ヘファイストスに預けていた武器の受取と追加の武具を購入。
ヘラ・ファミリアのダンジョン遠征が終わり、不完全燃焼だったレグナントによるダル絡み。
ギルドにオラリオ外出る為の手続き諸々と追加の闇派閥の情報収集。
闘国に向かうにあたっての買い出し等々を済ませていたら、気づけば数日が経っていた。
俺は今、ヘラ・ファミリアでの修練に勤しんでいた。
最恐な女傑達によるリンチと言っても過言では無い、休みの無い猛攻撃に晒されている。
「オラぁぁぁぁ!!そんなものか?!反撃して見せろ、小童ァァァっ!!」
「それで世界が救えんのかァ?!あ゙あ゙?!」
控えめに言って怖いです。
全員目がガンギマってるんですけどっ?!
この世の終わりかってくらい広場がボコボコなんですがっ?!ここホントに地上ですかっ!
こわいこわい怖い怖い。
こっちが傷つこうものならその瞬間から治癒魔法を放たれて、気絶覚ましに顔面ビンタと電撃のお見舞い。

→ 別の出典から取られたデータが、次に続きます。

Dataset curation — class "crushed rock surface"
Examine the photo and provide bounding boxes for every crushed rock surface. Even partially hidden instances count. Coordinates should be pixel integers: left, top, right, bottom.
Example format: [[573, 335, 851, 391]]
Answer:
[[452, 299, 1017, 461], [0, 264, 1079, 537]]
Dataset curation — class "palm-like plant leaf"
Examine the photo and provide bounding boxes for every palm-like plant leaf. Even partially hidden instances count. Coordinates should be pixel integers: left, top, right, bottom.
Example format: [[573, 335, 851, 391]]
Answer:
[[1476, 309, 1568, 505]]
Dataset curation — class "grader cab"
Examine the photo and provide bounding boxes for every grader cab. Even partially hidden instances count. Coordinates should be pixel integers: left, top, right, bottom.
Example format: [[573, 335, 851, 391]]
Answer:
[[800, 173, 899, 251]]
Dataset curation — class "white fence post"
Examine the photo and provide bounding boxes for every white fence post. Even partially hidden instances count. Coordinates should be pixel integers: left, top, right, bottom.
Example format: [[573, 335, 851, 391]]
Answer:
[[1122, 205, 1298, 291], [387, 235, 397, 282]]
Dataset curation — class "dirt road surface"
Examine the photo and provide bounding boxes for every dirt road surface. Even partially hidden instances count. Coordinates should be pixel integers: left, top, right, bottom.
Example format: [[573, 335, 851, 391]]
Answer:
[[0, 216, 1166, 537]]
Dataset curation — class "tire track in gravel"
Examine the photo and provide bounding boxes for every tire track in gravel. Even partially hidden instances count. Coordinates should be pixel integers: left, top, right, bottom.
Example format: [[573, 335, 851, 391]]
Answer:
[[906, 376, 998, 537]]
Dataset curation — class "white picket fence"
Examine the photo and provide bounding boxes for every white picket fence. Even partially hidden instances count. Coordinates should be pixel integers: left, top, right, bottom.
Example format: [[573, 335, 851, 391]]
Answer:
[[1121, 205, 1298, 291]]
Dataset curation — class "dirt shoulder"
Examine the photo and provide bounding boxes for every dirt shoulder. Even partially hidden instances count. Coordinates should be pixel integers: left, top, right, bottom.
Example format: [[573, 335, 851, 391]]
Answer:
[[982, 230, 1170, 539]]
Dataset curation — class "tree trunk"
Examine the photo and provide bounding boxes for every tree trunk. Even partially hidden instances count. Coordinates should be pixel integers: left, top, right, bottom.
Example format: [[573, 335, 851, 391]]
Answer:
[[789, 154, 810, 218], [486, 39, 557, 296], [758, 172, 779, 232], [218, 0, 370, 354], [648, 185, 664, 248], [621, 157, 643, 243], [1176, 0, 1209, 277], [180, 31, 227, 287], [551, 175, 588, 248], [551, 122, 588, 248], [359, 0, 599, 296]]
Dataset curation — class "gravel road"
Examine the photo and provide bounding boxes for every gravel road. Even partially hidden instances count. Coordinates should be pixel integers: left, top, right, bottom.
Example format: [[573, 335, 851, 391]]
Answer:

魔法詠唱を紡がせんと数人がかりの休みの無い近接戦と彼女達を巻き込むことを厭わない大魔法の弾幕。
「っ──────好き勝手…言い……やがって!!」
近接戦を行うヘラの戦士は5人。全員レベル4か5。
1人を相手にするだけなら、精霊の力でゴリ押しすることは出来るが、複数人かつ連携している時点でゴリ押しではなく、技術で何とかしなければならない。
隙をついて、
「テメェは世界を救うんだろっ?!」
「アタシらを殺せねぇようじゃ、世界を救うなんてガキの絵空事だ」
余興のように見ているゼウスとヘラの大きく頷いている姿を横目で捉え、思わず頭に血が昇るが、心を慌てて落ち着かせる。
好き勝手言うのは全然構わない。
だが、それを笑って流すかと言われたら別だ。
「高見で見下ろしてる気になってんじゃねえよ」
ふつふつと湧き上がる屈辱に燃える怒りは、確かにシキの闘争心に火をつけていた。
歴代最強とも言われるゼウスとヘラの子たちは、英雄に最も近い冒険者たち。
闇派閥が精力的に活動を見せないのは、最強と最恐という抑止が存在するから。
団員の過半数以上が一級冒険者に数えられる猛者。
つい最近冒険者になったシキなど、英雄に憧れる青二才と大差ないのだ。
「胆力は認めよう。だが、為す術なく殺られていては意味が無いぞ」
治療は施されても、失った体力も血液も戻ることは無い。加えて、今回の修練において、
いつもとは異なる治療工程に身体が慣れていないことも起因して、余計なストレスがシキの意識を邪魔していた。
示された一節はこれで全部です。